8.8. В конце концов в трактире остался, кроме меня, еще только один посетитель. Хозяин собрался закрывать и попросил меня расплатиться.
— Там еще один сидит, — сказал я брюзгливо, так как понимал, что уже пора, но не имел никакого желания ни уходить отсюда, ни вообще идти куда бы то ни было.
— С этим сложности, — сказал хозяин, — не могу объясниться с человеком. Вы мне не поможете?
— Эй! — крикнул я сквозь сложенные рупором ладони, но человек не пошевелился и так же спокойно, как до этого, продолжал смотреть, наклонив голову, на пиво в своем стакане.
8.9.[120] Была уже поздняя ночь, когда я позвонил у ворот. Прошло немало времени, пока не появился — явно из глубины двора — кастелян и не открыл мне.
8.10. — Господин просит пожаловать, — сказал слуга, склонился и бесшумным толчком отворил высокую стеклянную дверь.

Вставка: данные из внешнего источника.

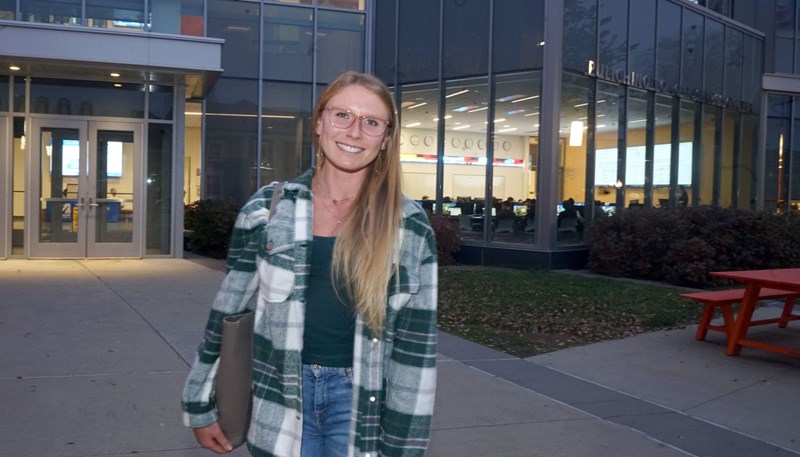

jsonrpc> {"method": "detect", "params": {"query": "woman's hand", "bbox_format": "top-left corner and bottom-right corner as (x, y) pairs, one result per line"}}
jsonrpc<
(193, 422), (234, 454)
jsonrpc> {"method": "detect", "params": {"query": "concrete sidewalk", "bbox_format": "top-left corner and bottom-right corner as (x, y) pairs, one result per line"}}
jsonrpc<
(1, 258), (798, 457)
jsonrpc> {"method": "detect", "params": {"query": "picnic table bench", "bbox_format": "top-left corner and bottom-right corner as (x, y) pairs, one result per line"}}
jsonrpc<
(681, 288), (799, 342)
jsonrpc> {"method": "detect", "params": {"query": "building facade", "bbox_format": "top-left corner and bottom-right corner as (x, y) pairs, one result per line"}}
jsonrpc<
(375, 0), (764, 268)
(0, 0), (791, 268)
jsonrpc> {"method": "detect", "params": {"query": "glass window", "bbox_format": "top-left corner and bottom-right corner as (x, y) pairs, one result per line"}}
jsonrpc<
(720, 109), (737, 208)
(274, 0), (312, 4)
(681, 100), (698, 207)
(563, 0), (597, 73)
(0, 0), (14, 19)
(775, 0), (795, 73)
(0, 75), (8, 112)
(87, 0), (145, 30)
(743, 35), (763, 108)
(184, 102), (202, 205)
(704, 0), (729, 15)
(731, 0), (757, 27)
(629, 0), (655, 77)
(209, 0), (260, 79)
(263, 4), (312, 82)
(492, 72), (542, 245)
(443, 77), (488, 241)
(558, 73), (591, 245)
(398, 80), (439, 224)
(21, 0), (81, 25)
(13, 77), (24, 113)
(704, 19), (725, 96)
(261, 80), (312, 186)
(374, 0), (396, 83)
(12, 117), (25, 255)
(29, 78), (146, 118)
(724, 28), (744, 100)
(765, 94), (791, 213)
(204, 78), (259, 203)
(443, 0), (489, 79)
(399, 0), (440, 84)
(738, 113), (757, 210)
(682, 10), (704, 92)
(149, 86), (174, 120)
(317, 11), (365, 83)
(493, 0), (544, 73)
(594, 81), (624, 209)
(700, 105), (719, 206)
(317, 0), (365, 10)
(146, 124), (173, 255)
(150, 0), (204, 36)
(598, 0), (628, 72)
(625, 88), (648, 208)
(653, 95), (673, 208)
(792, 99), (800, 212)
(655, 0), (680, 86)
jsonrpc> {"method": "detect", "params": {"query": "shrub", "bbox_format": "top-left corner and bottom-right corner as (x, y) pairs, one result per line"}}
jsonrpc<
(428, 215), (462, 266)
(588, 206), (800, 287)
(184, 199), (241, 258)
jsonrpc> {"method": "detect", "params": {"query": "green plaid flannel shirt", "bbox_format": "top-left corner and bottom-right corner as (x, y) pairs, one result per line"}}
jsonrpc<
(183, 168), (438, 457)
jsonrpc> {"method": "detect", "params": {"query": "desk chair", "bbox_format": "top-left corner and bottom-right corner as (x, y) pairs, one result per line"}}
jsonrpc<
(524, 217), (536, 234)
(557, 217), (579, 239)
(494, 217), (515, 236)
(459, 214), (474, 232)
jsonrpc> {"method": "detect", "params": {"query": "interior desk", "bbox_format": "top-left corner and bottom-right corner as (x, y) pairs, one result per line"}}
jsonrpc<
(710, 268), (800, 358)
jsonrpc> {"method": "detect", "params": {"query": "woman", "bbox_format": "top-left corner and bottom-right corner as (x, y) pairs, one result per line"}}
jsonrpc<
(182, 71), (438, 457)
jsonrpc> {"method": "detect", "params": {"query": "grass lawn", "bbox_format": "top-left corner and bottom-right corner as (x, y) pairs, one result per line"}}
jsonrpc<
(438, 266), (702, 358)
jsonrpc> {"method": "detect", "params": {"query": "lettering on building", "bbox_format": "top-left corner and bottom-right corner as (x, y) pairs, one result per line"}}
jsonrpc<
(586, 60), (753, 113)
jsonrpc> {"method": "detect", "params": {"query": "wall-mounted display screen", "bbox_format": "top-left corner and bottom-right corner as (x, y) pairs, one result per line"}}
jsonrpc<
(61, 139), (80, 176)
(53, 139), (123, 177)
(106, 141), (123, 178)
(595, 142), (693, 186)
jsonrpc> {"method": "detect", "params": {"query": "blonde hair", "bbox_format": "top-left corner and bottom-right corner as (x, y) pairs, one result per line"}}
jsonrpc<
(311, 71), (402, 338)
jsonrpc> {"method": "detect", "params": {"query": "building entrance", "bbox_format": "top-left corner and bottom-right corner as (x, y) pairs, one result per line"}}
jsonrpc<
(29, 118), (142, 258)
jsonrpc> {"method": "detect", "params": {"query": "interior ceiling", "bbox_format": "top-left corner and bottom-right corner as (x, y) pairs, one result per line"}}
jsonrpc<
(396, 79), (666, 141)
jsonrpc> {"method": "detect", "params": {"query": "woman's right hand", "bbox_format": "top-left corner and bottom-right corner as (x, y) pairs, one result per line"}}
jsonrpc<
(193, 422), (234, 454)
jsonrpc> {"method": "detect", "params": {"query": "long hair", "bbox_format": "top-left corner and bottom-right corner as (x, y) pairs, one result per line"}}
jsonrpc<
(310, 71), (402, 338)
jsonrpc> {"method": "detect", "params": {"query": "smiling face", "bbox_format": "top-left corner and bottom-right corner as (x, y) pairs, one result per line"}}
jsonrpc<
(316, 84), (390, 176)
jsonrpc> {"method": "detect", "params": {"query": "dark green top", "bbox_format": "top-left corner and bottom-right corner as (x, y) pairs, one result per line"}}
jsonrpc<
(302, 236), (356, 367)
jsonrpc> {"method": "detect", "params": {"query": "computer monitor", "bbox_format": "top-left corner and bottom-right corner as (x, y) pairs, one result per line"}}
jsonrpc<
(491, 207), (497, 217)
(458, 201), (475, 215)
(602, 205), (616, 215)
(436, 201), (456, 215)
(513, 204), (527, 216)
(556, 204), (565, 215)
(448, 206), (462, 216)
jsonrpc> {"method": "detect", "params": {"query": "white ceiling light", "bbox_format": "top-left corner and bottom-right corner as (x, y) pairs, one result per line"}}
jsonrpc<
(446, 89), (469, 98)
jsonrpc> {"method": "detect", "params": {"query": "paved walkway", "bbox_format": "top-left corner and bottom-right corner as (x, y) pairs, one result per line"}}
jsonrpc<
(1, 258), (798, 457)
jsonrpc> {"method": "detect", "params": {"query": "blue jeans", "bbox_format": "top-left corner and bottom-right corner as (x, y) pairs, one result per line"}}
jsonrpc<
(301, 364), (353, 457)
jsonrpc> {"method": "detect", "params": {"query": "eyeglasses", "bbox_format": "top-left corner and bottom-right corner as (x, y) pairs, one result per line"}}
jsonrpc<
(324, 106), (390, 137)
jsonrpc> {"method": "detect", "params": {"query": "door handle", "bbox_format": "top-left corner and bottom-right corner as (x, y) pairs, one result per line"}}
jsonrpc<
(89, 197), (99, 208)
(75, 197), (85, 209)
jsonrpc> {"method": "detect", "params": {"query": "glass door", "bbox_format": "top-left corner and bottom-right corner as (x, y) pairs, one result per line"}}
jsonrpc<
(0, 115), (7, 259)
(29, 119), (141, 258)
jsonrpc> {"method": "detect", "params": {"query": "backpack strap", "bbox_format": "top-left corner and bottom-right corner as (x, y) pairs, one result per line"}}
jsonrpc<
(268, 182), (285, 222)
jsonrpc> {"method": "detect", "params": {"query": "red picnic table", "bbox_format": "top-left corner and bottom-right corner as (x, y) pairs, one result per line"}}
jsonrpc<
(710, 268), (800, 358)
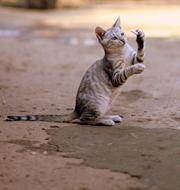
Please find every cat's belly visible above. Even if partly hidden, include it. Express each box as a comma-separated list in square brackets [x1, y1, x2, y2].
[75, 61, 115, 116]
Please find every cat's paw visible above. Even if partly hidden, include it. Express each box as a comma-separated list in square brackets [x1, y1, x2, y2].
[131, 29, 144, 39]
[109, 115, 122, 123]
[137, 29, 144, 37]
[135, 29, 145, 49]
[132, 63, 145, 74]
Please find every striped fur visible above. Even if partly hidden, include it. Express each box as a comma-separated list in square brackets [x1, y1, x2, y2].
[6, 112, 78, 122]
[6, 17, 145, 126]
[134, 29, 145, 63]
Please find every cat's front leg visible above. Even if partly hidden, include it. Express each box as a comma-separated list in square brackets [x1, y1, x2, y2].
[132, 29, 145, 64]
[112, 63, 145, 87]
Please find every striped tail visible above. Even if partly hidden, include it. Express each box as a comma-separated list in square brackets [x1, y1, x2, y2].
[6, 112, 78, 123]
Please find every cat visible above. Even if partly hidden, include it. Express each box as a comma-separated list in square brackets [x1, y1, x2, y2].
[6, 17, 145, 126]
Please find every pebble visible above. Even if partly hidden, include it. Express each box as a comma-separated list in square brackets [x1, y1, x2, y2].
[43, 151, 48, 155]
[50, 125, 59, 129]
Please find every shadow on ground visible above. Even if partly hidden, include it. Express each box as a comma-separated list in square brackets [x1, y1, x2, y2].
[47, 125, 180, 190]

Граф чуть ли не бегом спешил мне навстречу от своего письменного стола, стоявшего у открытого окна. Мы взглянули друг другу в глаза, его жесткий взгляд неприятно поразил меня.
8.11. Я лежал на земле под стеной и корчился от боли, мне хотелось завернуться в эту влажную землю. Егерь стоял около меня, слегка наступив мне одной ногой на поясницу.
— Порядочная туша, — сказал он загонщику, разрезавшему на мне воротник и куртку, чтобы ощупать меня.
Уже утомившиеся мной и жаждавшие новых дел собаки бессмысленно наскакивали на стену. Подъехала повозка; связанный по рукам и ногам, я был брошен на заднее сиденье к господину так, что мои голова и руки свешивались наружу. Ехали весело; умирая от жажды, я хватал раскрытым ртом высоко клубившуюся пыль; время от времени я слышал на своих икрах радостные пожатия господина.
8.12. Кого несу я на моих плечах? Что за призраки повисли на мне?
8.13. Был ненастный вечер; я увидел, как из кустов выбирается маленький дух.
Ворота захлопнулись, и я остался с ним с глазу на глаз.
8.14. Лампа разлетелась на куски, вошел незнакомый мужчина с новым светильником, я встал, вместе со мной поднялись мои домочадцы, мы поклонились, на это не обратили внимания.
8.15. Разбойники связали меня, и я лежал там, неподалеку от костра атамана.
8.16. Пустые поля, пустые пространства, сквозь туман — бледная зелень луны.
8.17. Он покидает дом, он оказывается на улице, лошадь готова, слуга держит стремя, он скачет в гулкой пустоте.